Stan Williams from HP reported on work that his group is doing on fundamental research in nanotechnology, which is expected to have an impact on a 10-20 year timescale. The combined wisdom of the semiconductor industry foresees feature sizes of semiconductor devices reducing to 65 nm by 2007-2008 and 45 nm by 2010-11 giving a 10 to 100-fold increase in performance over today's CPUs. Beyond that, problems arise due to fundamental limits on the ability to improve the electrical-power efficiency of traditional microprocessor chips as well as the relatively large number of "defects" that must be contended with at the nanometre scale. New CPU architectures that run at very low clock speeds but with many processes in parallel were presented as a way to achieve the best electrical-power efficiency.
Conference wrap-up
In the last talk of the conference Lothar Bauerdick from Fermilab gave his personal impressions of the conference highlights. He looked forward to the opportunity of working with people from existing experiments that are joining the LHC programme. He concluded that our Grid systems are successfully enabling broad participation although much needs to be done to improve the completion efficiency of the jobs that run and to use all the resources made available by Grids more effectively. He reiterated a comment, made earlier in the conference by CERN's David Williams, that the LHC experiments are running at the limit of what is feasible, not in funding, nor in complexity of the detectors, but rather in the possibility of keeping a large number of smart people working actively towards a common goal.

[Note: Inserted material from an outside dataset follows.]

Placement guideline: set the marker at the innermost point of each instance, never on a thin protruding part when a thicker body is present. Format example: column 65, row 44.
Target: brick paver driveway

CHEP '04 was one of the best attended CHEP conferences with 520 delegates coming from all over the world. The organizers are very grateful to INTAS, UNESCO-ROSTE and the Abdus Salam International Centre for Theoretical Physics for agreeing to sponsor more than 25 of these delegates who would otherwise have been unable to attend. The Programme Committee considered a total of 493 abstracts of which 34 were scheduled as plenary talks, 219 more were scheduled for oral presentation in seven parallel sessions and 153 were presented as posters. They also edited and produced the proceedings published on DVD.
Thanks to the hard work of the enthusiastic team of organizers and student volunteers, led by Alan Silverman and Miguel Marquina of CERN, there were no noticeable problems during the whole week of the conference. The network worked perfectly with a total of 246 portables connected (and only four were infected with viruses, a good omen for the future). Even the weather was kind and permitted the delegates to explore the surrounding mountains and lakes in clement conditions during the half-day devoted to excursions.
By coincidence, the day of the conference banquet (29 September) was also CERN's 50th birthday, and the conference delegates celebrated the event in the presence of the director-general, Robert Aymar. His speech was transmitted live from Interlaken to the birthday party held near Geneva via a special teleconference link. In his closing address von Rüden warmly thanked all those who had contributed to the success of the conference and invited delegates to reconvene for CHEP '06 in February 2006 in the Tata Institute of Fundamental Research (TIFR), Mumbai, India, the venue selected by the International Advisory Committee.
Author:
John Harvey, CERN, chair of the CHEP '04 Programme Committee.